Foreclosure relief program is stuck in first
JUST 4 PERCENT IN FINAL STAGE
Thousands now risk losing mortgage help
Friday, December 11, 2009
The government's foreclosure relief program is sputtering, according to government data released Thursday showing that the pace of help being offered to struggling homeowners slowed last month and many borrowers are at risk of losing the aid they have already received.
The program, known as Making Home Affordable, faces a frustrating set of challenges. Only about 4 percent, or 31,382, of the 728,000 homeowners currently in the program have moved from the initial, or "trial" phase, to a permanent loan modification. That leaves thousands of borrowers in limbo and in jeopardy of losing their mortgage help because they have not turned in enough paperwork to prove they qualify.
Already about 30,000 homeowners who entered the program have been dropped because they did not qualify after all, did not submit required documentation in time or failed to make all of their payments, according to data released by the Treasury Department. Under the program, borrowers' mortgage payments are lowered to 31 percent of their income for an average savings of $550 a month.
The program's struggles are prompting calls for the Obama administration to alter its strategy for arresting foreclosures. The number of foreclosure filings, which can range from a default notice to a repossession, fell 8 percent last month as lenders delayed action to review whether distressed homeowners qualify for help, according to data released Thursday by RealtyTrac.
But the number of bank repossessions remains high, according to the RealtyTrac data, and foreclosure rates are not expected to peak after the labor market improves, economists have said. Foreclosures have cast a shadow over the housing sector's tentative recovery, potentially dragging down prices through next year.
"How long are you going to hit your head on the wall before you go to Plan B?" said John Taylor, president of the National Community Reinvestment Coalition, a nonprofit housing advocacy group. "It's just that the numbers are not remotely close to making a difference. They have to come up with another strategy, because time is not on their side."
Treasury officials warned lenders last week that they could face penalties if their performance in the program did not improve. But government officials are currently focused on pushing lenders into moving more borrowers from the initial stages of the program into permanent loan modifications. About 21 percent of the homeowners enrolled in the program have made their payments and submitted all required documents, but are waiting for their mortgage servicer to move them into a permanent modification, according to the Treasury.
"Our challenge now is to keep the pressure on," William Apgar, a senior adviser at the Department of Housing and Urban Development, said in a statement.
Wells Fargo has moved about 3,500 homeowners into a permanent modification under the program. Bank of America has modified more than 157,000 loans, but fewer than 100 homeowners have received permanent modifications. Bank of America said in a statement that it expects to move more homeowners into permanent modifications this month: "This clearly demonstrates Bank of America's commitment to this important program and to our distressed customers who are seeking solutions to sustain homeownership."
Lenders say the backlog can be blamed on the significant amount of required paperwork, which includes hardship statements, pay stubs and bank statements. Approval can be held up by the lack of a single signature.
Lenders point to efforts
The industry has dispatched nonprofits to go door-to-door to help homeowners complete their application packages and has sent many prepaid Fed-Ex packages so homeowners can return documentation, industry officials have said. "It should continue to get better as people put all the stops," said Faith Schwartz, executive director of Hope Now, an alliance of lenders.
But some homeowners say the confusion lies with the lenders. Lawrence Ingalls of Santa Ana, Calif., began asking J.P. Morgan Chase for help on his mortgage in January when he learned that the market research firm where he worked was likely to close. The firm laid off most of its employees in March, and Ingalls' new job came with a nearly 40 percent pay cut. He is now dipping into his savings, borrowing from family members and falling behind on his property taxes to keep up with his mortgage payments.

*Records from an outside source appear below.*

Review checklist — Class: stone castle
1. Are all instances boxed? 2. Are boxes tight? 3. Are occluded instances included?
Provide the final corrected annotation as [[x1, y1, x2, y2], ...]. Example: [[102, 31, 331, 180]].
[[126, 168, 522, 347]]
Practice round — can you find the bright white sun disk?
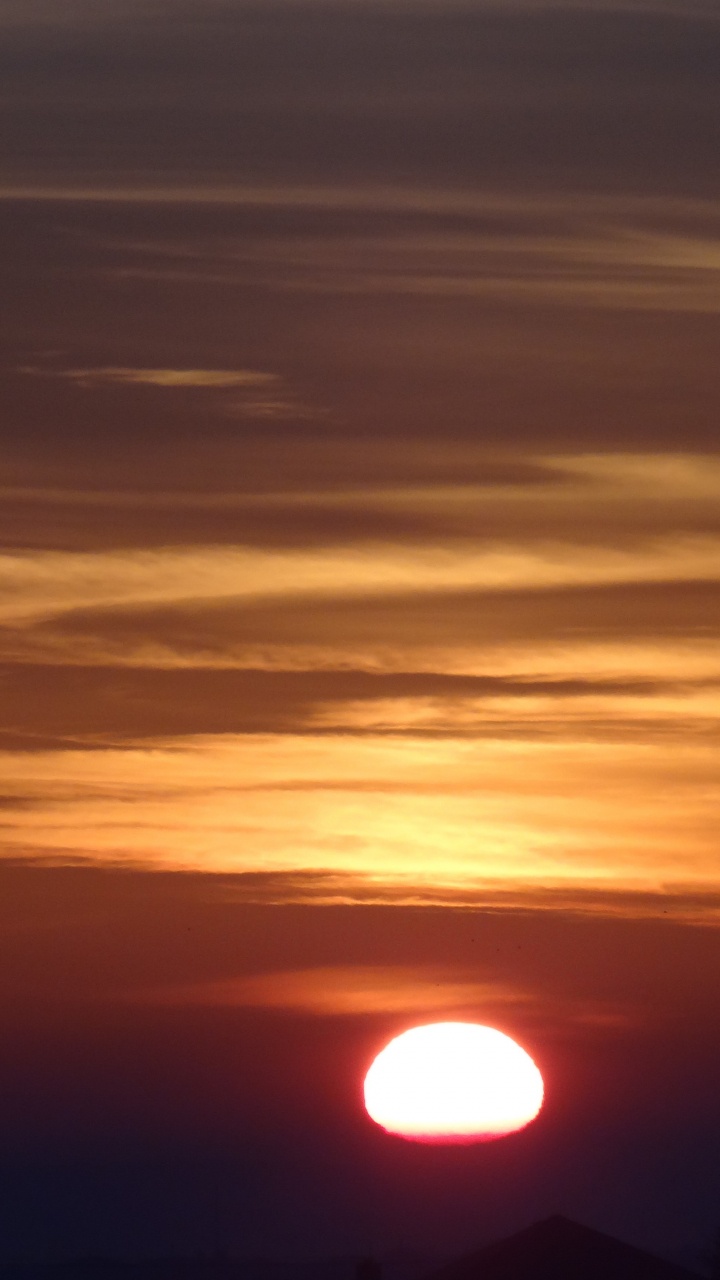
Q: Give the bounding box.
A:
[363,1021,544,1143]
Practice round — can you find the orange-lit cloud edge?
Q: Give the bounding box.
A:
[2,445,720,929]
[214,874,720,924]
[129,963,633,1032]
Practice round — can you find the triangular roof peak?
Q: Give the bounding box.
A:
[423,1214,701,1280]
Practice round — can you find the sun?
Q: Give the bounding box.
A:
[363,1021,544,1143]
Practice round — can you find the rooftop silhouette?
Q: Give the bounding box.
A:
[423,1215,702,1280]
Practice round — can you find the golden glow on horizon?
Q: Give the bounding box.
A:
[363,1022,544,1143]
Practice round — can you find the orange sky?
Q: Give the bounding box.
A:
[1,1,720,1267]
[2,444,719,915]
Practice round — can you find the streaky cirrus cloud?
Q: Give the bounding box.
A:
[2,728,719,920]
[2,535,719,630]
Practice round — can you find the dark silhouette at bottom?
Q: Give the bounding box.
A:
[423,1215,701,1280]
[354,1258,382,1280]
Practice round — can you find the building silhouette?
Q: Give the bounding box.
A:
[423,1215,701,1280]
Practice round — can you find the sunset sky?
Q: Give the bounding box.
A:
[1,0,720,1270]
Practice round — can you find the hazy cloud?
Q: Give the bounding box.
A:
[46,367,279,389]
[136,964,532,1016]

For the past 11 months, Ingalls said, he has submitted and resubmitted parts of his application: "Every single month, without fail, I have to resend something."
He has faxed more than 100 pages of tax returns at least twice. Two weeks ago, J.P. Morgan Chase again requested a current utility bill to prove he still lived in the property. He now scans the requested documents so he can e-mail them as well as send a fax and a paper copy by mail.
"They tried to cancel my entire application in September because of incomplete paperwork," he said. "But the lost document thing in my experience is totally on their end."
J.P. Morgan Chase said Ingalls did not meet the financial requirements, and he was denied a modification several months ago. But the company has completed nearly 600,000 modifications this year and is working to get required documents from distressed borrowers.